To construct a visible image on the screen of a monitor, television receiver, or other image-displaying device, one or more lasers can be employed to scan a controlled beam of light across a diffuser screen on which the visible image is formed. However, lasers, which generate a coherent light beam, create a “speckling” effect in the visible image, which detracts from image quality. Non-laser sources can also produce objectionable speckle, e.g., when a projector with a small lens projects an image onto a large screen with a small throw distance (e.g., as is often required in a rear-projection television receiver with a shallow cabinet depth). In that case, the projection lens appears as a quasi-point-source (like a laser) and can produce noticeable speckle.

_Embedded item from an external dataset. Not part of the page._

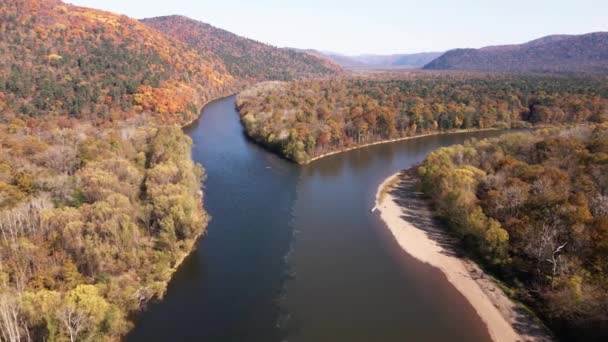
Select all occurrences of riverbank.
[376,169,551,342]
[302,127,500,165]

Continuously moving the diffuser screen is a known despeckling technique. To produce a uniform level of despeckling across the screen, it is important to maintain a relatively constant level of motion for the entire surface of the screen so that the velocity of any point on the visible screen surface never falls below a critical value. For example, a straight-line oscillatory motion of the screen can produce points of zero velocity twice each oscillatory cycle. A preferred screen motion is a two-dimensional orbital motion or a “figure eight”/Lissajous-type motion, neither of which produces moments during which the velocity of the screen is zero. However, external noise and vibration, environmental effects (e.g., effects due to temperature, gravity, etc.), nonlinear springs, multiple frequencies/resonant modes, etc., can lead to unpredictable motion, generating a need to sense screen motion for feedback control. Prior art techniques to sense screen motion include optical screen motion sensors, among other motion-sensing devices.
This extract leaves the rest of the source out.